É impossível ignorar as graves consequências dessa trajetória. Quando governos, independentemente de suas cores partidárias, gastam muito mais do que arrecadam – mesmo em cenários de receita recorde, como é hoje — o resultado inevitável é o desequilíbrio macroeconômico.
A dívida pública bruta brasileira, que atualmente gira em torno de 75% do PIB, pode ultrapassar a marca de 90% na próxima década se o atual ritmo de gastos for mantido, segundo projeções do Tesouro Nacional e do FMI. O aumento do endividamento pressiona a taxa de juros, afugenta investimentos internacionais e reduz a capacidade do Estado de financiar políticas estruturantes.
Em última instância, a irresponsabilidade fiscal se traduz em recessão, desemprego e crise financeira. Sem confiança dos mercados e com um orçamento estrangulado por despesas obrigatórias, o Brasil caminha para um cenário de estagnação prolongada.
A população mais pobre, como sempre, será a mais afetada, com cortes em serviços públicos essenciais, aumento do custo de vida e retração econômica
A história recente já mostrou o que acontece quando o populismo fiscal ignora a matemática econômica. O próximo governo herdará não apenas uma dívida bilionária, mas também a ingrata tarefa de reverter uma crise anunciada – construída, em boa parte, pelas decisões irresponsáveis do presente.
Diante do agudo agravamento fiscal e orçamentário que o Brasil atravessa, o cenário eleitoral de 2026 precisará ser antecipado.
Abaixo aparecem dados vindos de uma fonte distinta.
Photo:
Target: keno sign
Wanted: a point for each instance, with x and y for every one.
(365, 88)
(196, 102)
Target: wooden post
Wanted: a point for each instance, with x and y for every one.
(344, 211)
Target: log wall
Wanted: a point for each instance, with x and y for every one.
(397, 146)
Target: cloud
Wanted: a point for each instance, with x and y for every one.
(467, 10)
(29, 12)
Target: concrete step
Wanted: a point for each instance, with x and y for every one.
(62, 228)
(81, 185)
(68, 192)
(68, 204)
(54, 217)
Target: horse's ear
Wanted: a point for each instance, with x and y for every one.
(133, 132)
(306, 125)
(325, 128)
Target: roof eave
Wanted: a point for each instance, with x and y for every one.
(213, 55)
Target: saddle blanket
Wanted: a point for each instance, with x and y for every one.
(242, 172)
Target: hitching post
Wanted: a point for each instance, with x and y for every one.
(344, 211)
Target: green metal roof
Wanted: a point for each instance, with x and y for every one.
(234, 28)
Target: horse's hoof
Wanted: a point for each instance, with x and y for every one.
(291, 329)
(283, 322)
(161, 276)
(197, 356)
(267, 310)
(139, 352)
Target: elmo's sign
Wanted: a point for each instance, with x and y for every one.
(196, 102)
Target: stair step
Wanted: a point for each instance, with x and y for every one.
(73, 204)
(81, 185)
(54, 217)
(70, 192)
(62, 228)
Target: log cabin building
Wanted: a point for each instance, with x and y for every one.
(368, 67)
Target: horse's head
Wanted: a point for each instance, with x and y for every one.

A dívida crescente e os compromissos empurrados irresponsavelmente para o futuro já anunciam uma grande crise que dificilmente será contida sem reformas profundas e decisões impopulares.
Nesse contexto, a classe política brasileira terá um desafio complexo e inédito: a escolha do próximo presidente da República não poderá se limitar ao tradicional jogo eleitoral ou ao populismo de campanha.
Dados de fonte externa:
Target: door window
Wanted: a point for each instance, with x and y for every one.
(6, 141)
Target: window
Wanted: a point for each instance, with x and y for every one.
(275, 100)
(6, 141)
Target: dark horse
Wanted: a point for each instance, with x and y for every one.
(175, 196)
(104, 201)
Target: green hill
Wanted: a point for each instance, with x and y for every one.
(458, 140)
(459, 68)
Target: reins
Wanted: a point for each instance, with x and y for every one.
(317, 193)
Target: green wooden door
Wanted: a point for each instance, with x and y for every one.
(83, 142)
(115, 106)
“O escolhido” para liderar o país de 2027 a 2030 precisará, ainda em 2026, mostrar sua capacidade de aglutinar interesses políticos, exigindo (essa é a palavra) que o Parlamento assuma responsabilidades impopulares antes mesmo do resultado da eleição, ou correrá sérios riscos de ser emparedado pelo Parlamento em um novo processo de impeachment.
Marcus Deois é sócio-diretor da consultoria ÉTICA Inteligência Política.